Queries the FAISS index for similar documents.

Parameters

Parameter Type Default Description
query str None The query string.
top_k int 5 The number of top results to return.

Returns

Type Description
List[Dict[str, Any]] A list of dictionaries containing the top_k most similar documents.

Example Usage

results = db.query("What is artificial intelligence?")
for result in results:
    print(f"Score: {result['score']}, Text: {result['metadata']['text']}")

Internal Methods

_setup_logger

Sets up the logger with the given configuration.

Parameters

Parameter Type Default Description
config Optional[Dict[str, Any]] None Configuration for the logger.

_create_index

Creates and returns a FAISS index based on the specified type and metric.

Parameters

Parameter Type Default Description
index_type str 'Flat' Type of FAISS index to use.
metric str 'cosine' Distance metric for FAISS index.

Returns

Type Description
faiss.Index FAISS index instance.

_default_embedding_function

Default embedding function using the SentenceTransformer model.

Parameters

Parameter Type Default Description
text str None The input text to embed.

Returns

Type Description
List[float] Embedding vector for the input text.

_default_preprocess_function

Default preprocessing function.

Parameters

Parameter Type Default Description
text str None The input text to preprocess.

Returns

Type Description
str Preprocessed text.

_default_postprocess_function

Default postprocessing function.

Parameters

Parameter Type Default Description
results List[Dict[str, Any]] None The results to postprocess.

Returns

Type Description
List[Dict[str, Any]] Postprocessed results.

Usage Examples

Example 1: Basic Usage

# Initialize the FAISSDB instance
db = FAISSDB(dimension=768, index_type="Flat")

# Add documents to the FAISS index
db.add("This is a document about AI.", {"category": "AI"})
db.add("Python is great for data science.", {"category": "Programming"})

# Query the FAISS index
results = db.query("Tell me about AI")
for result in results:
    print(f"Score: {result['score']}, Text: {result['metadata']['text']}")

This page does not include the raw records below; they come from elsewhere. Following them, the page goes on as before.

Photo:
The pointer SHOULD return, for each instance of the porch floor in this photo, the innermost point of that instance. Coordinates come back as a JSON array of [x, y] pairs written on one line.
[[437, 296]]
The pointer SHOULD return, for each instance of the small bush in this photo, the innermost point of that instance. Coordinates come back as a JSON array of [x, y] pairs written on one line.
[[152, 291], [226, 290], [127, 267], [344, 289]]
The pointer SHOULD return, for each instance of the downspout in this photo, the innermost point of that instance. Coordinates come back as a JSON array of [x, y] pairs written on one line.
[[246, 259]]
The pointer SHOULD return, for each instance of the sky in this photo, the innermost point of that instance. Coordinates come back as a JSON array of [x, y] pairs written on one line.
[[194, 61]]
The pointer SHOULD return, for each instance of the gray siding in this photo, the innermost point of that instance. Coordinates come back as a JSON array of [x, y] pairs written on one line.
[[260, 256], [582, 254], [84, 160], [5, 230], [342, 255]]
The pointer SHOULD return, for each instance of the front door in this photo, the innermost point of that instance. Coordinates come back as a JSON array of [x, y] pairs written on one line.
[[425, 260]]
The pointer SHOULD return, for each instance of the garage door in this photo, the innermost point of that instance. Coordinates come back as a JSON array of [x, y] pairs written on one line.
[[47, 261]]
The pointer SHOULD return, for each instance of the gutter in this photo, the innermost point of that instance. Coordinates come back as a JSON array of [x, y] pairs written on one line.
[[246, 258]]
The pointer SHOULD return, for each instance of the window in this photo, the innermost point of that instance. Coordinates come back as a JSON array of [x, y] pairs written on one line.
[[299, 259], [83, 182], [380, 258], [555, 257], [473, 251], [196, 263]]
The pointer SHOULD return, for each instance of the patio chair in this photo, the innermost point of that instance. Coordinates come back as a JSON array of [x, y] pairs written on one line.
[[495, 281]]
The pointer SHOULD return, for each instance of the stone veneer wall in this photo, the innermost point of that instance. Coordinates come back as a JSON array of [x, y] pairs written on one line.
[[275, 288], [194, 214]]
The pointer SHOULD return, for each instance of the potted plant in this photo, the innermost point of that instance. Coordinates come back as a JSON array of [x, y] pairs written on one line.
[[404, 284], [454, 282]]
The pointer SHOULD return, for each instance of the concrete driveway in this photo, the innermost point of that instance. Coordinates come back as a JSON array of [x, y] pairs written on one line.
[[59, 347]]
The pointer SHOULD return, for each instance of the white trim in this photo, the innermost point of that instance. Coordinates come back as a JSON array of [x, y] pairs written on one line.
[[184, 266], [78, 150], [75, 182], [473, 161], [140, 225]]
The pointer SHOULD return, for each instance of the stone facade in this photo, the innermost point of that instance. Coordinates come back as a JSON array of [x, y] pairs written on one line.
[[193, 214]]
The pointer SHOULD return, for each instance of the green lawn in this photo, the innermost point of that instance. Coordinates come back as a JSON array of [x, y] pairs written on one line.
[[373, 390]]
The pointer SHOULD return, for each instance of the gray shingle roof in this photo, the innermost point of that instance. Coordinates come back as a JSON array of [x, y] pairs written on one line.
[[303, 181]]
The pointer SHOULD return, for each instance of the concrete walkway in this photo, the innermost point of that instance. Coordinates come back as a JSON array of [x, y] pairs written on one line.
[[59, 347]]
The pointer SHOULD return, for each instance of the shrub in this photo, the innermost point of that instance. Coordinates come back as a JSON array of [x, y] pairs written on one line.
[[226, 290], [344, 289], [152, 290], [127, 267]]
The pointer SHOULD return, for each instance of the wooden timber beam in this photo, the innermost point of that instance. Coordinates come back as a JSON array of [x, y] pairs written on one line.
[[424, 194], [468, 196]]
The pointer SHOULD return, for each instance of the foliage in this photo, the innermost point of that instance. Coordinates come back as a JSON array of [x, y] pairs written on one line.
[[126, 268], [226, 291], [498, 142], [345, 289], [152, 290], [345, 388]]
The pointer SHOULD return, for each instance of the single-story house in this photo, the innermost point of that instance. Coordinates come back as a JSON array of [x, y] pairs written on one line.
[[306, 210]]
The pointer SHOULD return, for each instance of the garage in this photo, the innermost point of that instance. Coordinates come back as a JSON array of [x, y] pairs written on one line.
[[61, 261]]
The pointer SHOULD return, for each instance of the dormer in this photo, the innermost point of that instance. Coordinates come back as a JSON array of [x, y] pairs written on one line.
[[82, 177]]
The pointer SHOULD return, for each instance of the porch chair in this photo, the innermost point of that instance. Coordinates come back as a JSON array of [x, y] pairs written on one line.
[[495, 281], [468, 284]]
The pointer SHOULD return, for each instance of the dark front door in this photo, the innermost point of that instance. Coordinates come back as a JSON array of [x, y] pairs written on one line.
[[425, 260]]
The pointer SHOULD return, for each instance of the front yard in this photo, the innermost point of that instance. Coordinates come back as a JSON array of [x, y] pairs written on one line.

Example 2: Custom Functions

from transformers import AutoTokenizer, AutoModel
import torch

# Custom embedding function using a HuggingFace model
def custom_embedding_function(text: str) -> List[float]:
    tokenizer = AutoTokenizer.from_pretrained("bert-base-uncased")
    model = AutoModel.from_pretrained("bert-base-uncased")
    inputs = tokenizer(text, return_tensors="pt", padding=True, truncation=True, max_length=512)
    with torch.no_grad():
        outputs = model(**inputs)
    embeddings = outputs.last_hidden_state.mean(dim=1).squeeze().tolist()
    return embeddings

# Custom preprocessing function
def custom_preprocess(text: str) -> str:
    return text.lower().strip()

# Custom postprocessing function
def custom_postprocess(results: List[Dict[str, Any]]) -> List[Dict[str, Any]]:
    for result in results:
        result["custom_score"] = result["score"] * 2  # Example modification
    return results

# Initialize the FAISSDB instance with custom functions
db = FAISSDB(
    dimension=768,
    index_type="Flat",
    embedding_function=custom_embedding_function,
    preprocess_function=custom_preprocess,
    postprocess_function=custom_postprocess,
    metric="cosine",
    logger_config={
        "handlers": [
            {"sink": "custom_faiss_rag_wrapper.log", "rotation": "1 GB"},
            {"sink": lambda msg: print(f"Custom log: {msg}", end="")}
        ],
    },
)

# Add documents to the FAISS index
db.add("This is a document about machine learning.", {"category": "ML"})
db.add("Python is a versatile programming language.", {"category": "Programming"})

# Query the FAISS index
results = db.query("Explain machine learning")
for result in results:
    print(f"Score: {result['score']}, Custom Score: {result['custom_score']}, Text: {result['metadata']['text']}")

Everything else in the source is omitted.